Связь между морозильником и заграничной командировкой для сотрудников Янека Яжембского была очевидной, никто из них не удивился, достойным удивления был, скорее, самоотверженный порыв молодого офицера полиции. Поскольку же дело об убийстве Миколая Торовского оказалось тесно увязано с делом о фальшивомонетчиках, которым давно занимался подпоручик Яжембский, капитан Фрелькович немедленно написал рапорт по начальству о необходимости, в интересах следствия, загранкомандировки для подпоручика Яжембского, оговорив с последним в ответ на эту любезность возможность беспрепятственно пользоваться благами будущего морозильника в виде дегустации охлаждённых напитков в летнее время года. Подпоручик клятвенно обещал.
– Английский я знаю! – радостно восклицал он. – В Дании бывать приходилось, знаю, как там следует себя вести. Самолёт отправляется в Копенгаген в восемнадцать… Холера, уже отправился! Ну ладно, полечу завтра в восемнадцать.
Так он и сделал. А ровно через пять минут после отправления самолёта капитан Фрелькович получил свежую информацию…
Осень на приусадебных участках заявила о себе кострами, в которых сжигался всякий мусор. Не на всех участках, разумеется, но на самом крайнем, у сетки, по другую сторону Рацлавицкой улицы, прямо против дома, где было совершено убийство, развивалась бурная деятельность. Особенно усердствовали дети. Полицейский пост, оставленный предусмотрительным капитаном на месте преступления, не дремал. Один из полицейских доставил в комендатуру немного обгоревшие эластичные перчатки, очень грязные, А через час общительный капитан уже установил дружеские отношения с двумя молодыми людьми и одной молодой дамой в возрасте между десятью и двенадцатью годами.

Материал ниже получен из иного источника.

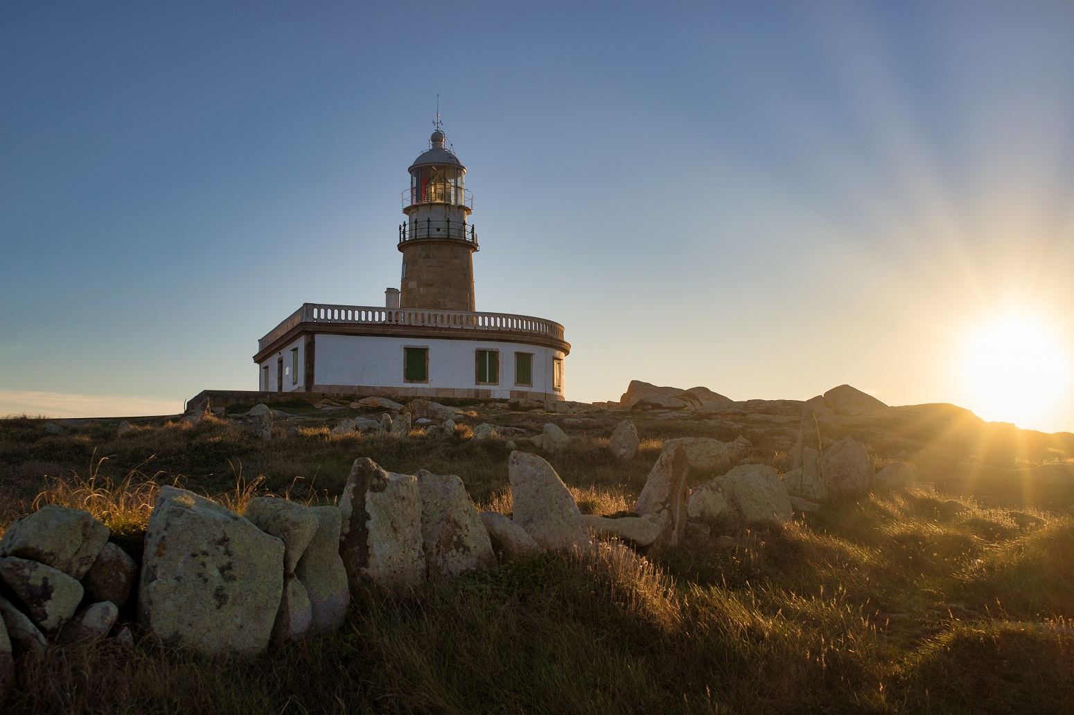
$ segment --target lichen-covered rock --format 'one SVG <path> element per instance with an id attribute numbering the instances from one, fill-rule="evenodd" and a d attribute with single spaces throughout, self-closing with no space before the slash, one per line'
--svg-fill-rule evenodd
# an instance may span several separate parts
<path id="1" fill-rule="evenodd" d="M 137 564 L 126 551 L 110 541 L 101 549 L 93 566 L 86 571 L 82 585 L 86 595 L 95 602 L 110 601 L 121 609 L 127 605 L 135 578 Z"/>
<path id="2" fill-rule="evenodd" d="M 489 532 L 470 504 L 463 480 L 420 469 L 421 537 L 430 579 L 450 579 L 496 565 Z"/>
<path id="3" fill-rule="evenodd" d="M 139 621 L 165 644 L 262 652 L 284 592 L 284 542 L 197 494 L 162 486 L 145 534 Z"/>
<path id="4" fill-rule="evenodd" d="M 514 502 L 512 521 L 541 549 L 589 542 L 589 528 L 560 475 L 536 454 L 511 452 L 507 463 Z"/>
<path id="5" fill-rule="evenodd" d="M 724 476 L 724 495 L 748 524 L 790 523 L 794 507 L 780 475 L 763 464 L 735 467 Z"/>
<path id="6" fill-rule="evenodd" d="M 0 579 L 46 636 L 63 627 L 82 601 L 82 584 L 59 569 L 17 556 L 0 558 Z"/>
<path id="7" fill-rule="evenodd" d="M 599 536 L 613 536 L 639 546 L 648 546 L 656 541 L 664 525 L 661 520 L 653 515 L 608 519 L 607 516 L 582 514 L 582 519 L 585 520 L 585 525 Z"/>
<path id="8" fill-rule="evenodd" d="M 343 514 L 338 507 L 311 507 L 317 517 L 317 532 L 299 559 L 294 574 L 306 587 L 313 615 L 310 630 L 322 633 L 335 630 L 347 617 L 350 588 L 347 569 L 339 557 L 339 530 Z"/>
<path id="9" fill-rule="evenodd" d="M 829 447 L 821 468 L 830 494 L 865 494 L 869 491 L 873 463 L 865 444 L 852 437 L 844 437 Z"/>
<path id="10" fill-rule="evenodd" d="M 339 511 L 339 556 L 352 594 L 368 583 L 400 592 L 425 580 L 417 477 L 384 471 L 368 457 L 354 459 Z"/>
<path id="11" fill-rule="evenodd" d="M 727 446 L 711 437 L 678 437 L 664 442 L 665 450 L 673 450 L 682 444 L 686 463 L 696 471 L 722 471 L 730 466 Z"/>
<path id="12" fill-rule="evenodd" d="M 33 653 L 43 655 L 48 650 L 48 641 L 30 618 L 0 596 L 0 618 L 8 628 L 8 638 L 15 648 L 15 655 Z"/>
<path id="13" fill-rule="evenodd" d="M 482 511 L 478 516 L 489 532 L 492 549 L 499 561 L 522 561 L 540 553 L 540 546 L 526 530 L 498 511 Z"/>
<path id="14" fill-rule="evenodd" d="M 78 580 L 108 540 L 108 527 L 88 511 L 49 505 L 17 520 L 0 541 L 0 556 L 18 556 Z"/>
<path id="15" fill-rule="evenodd" d="M 284 573 L 294 573 L 317 532 L 317 516 L 309 507 L 277 497 L 255 497 L 246 505 L 244 515 L 256 527 L 284 542 Z"/>
<path id="16" fill-rule="evenodd" d="M 638 428 L 629 420 L 623 420 L 611 433 L 608 441 L 608 449 L 611 455 L 620 462 L 628 462 L 638 453 L 638 446 L 641 440 L 638 438 Z"/>
<path id="17" fill-rule="evenodd" d="M 112 601 L 100 601 L 86 607 L 68 621 L 60 631 L 61 643 L 81 643 L 104 638 L 119 617 L 119 609 Z"/>
<path id="18" fill-rule="evenodd" d="M 272 627 L 272 642 L 297 641 L 309 632 L 314 623 L 314 609 L 306 587 L 293 573 L 284 575 L 284 595 L 279 600 L 276 622 Z"/>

Оказалось, дня два назад в послеобеденное время Бартек Ведельский сидел в засаде у самой сетки в густых зарослях малины. Индейскому воину положено в засаде сидеть неподвижно, поэтому Бартек даже не пошевельнулся, когда над его головой пролетели две перчатки и повисли, зацепившись за колючки. Он и головы не повернул, и даже бровью не повёл! Другое дело – его сестра. Кровожадные индейцы собирались снять с неё скальп и привязали свою жертву крепкими верёвками к столбу посередине участка. Делать несчастной жертве было нечего, она беспокойно вертелась, пытаясь освободиться от пут, и высматривала, не явится ли откуда-нибудь неожиданная помощь. Увидев у сетки ограждения незнакомого человека, она уставилась на него во все глаза, видела, как он что-то швырнул в засевшего в малине индейца, со своего места не могла рассмотреть, что швырнул, но человека рассмотрела.
Видел его и двоюродный брат жертвы, собирающийся снять с неё скальп. Правда, его больше заинтересовала машина, в которую сел этот человек; Впрочем, особенно приглядываться к посторонним предметам у него, Томска Шерчака, времени не было, следовало как можно скорее снять скальп с бледнолицей скво, что он, Томек, и сделал.
Перчатки дети отдали без возражения, да и толку от них было немного, все равно от жара и огня не спасали. День и время событий, интересующих сотрудника полиции, были установлены без труда, после чего индейцы и их жертва охотно описали и замеченную сцену, и действующих лиц. Дети оказались умненькими и наблюдательными. Машина – пожилой «фиат 126», сильно обшарпанный, белого цвета, с вмятиной на правом заднем крыле. На этой самой вмятине лак немного облупился, крыло получилось в крапинку. А номер? Номер рычал. Индейский воин Томек Шерчак именно поэтому и запомнил его: «ВРР»! Что же касается цифр, точно не помнит, но наверняка были там какие-то тройки и ноль. Возможно, 1303, а может 3013 или что-то в этом роде. А больше он ничего не заметил.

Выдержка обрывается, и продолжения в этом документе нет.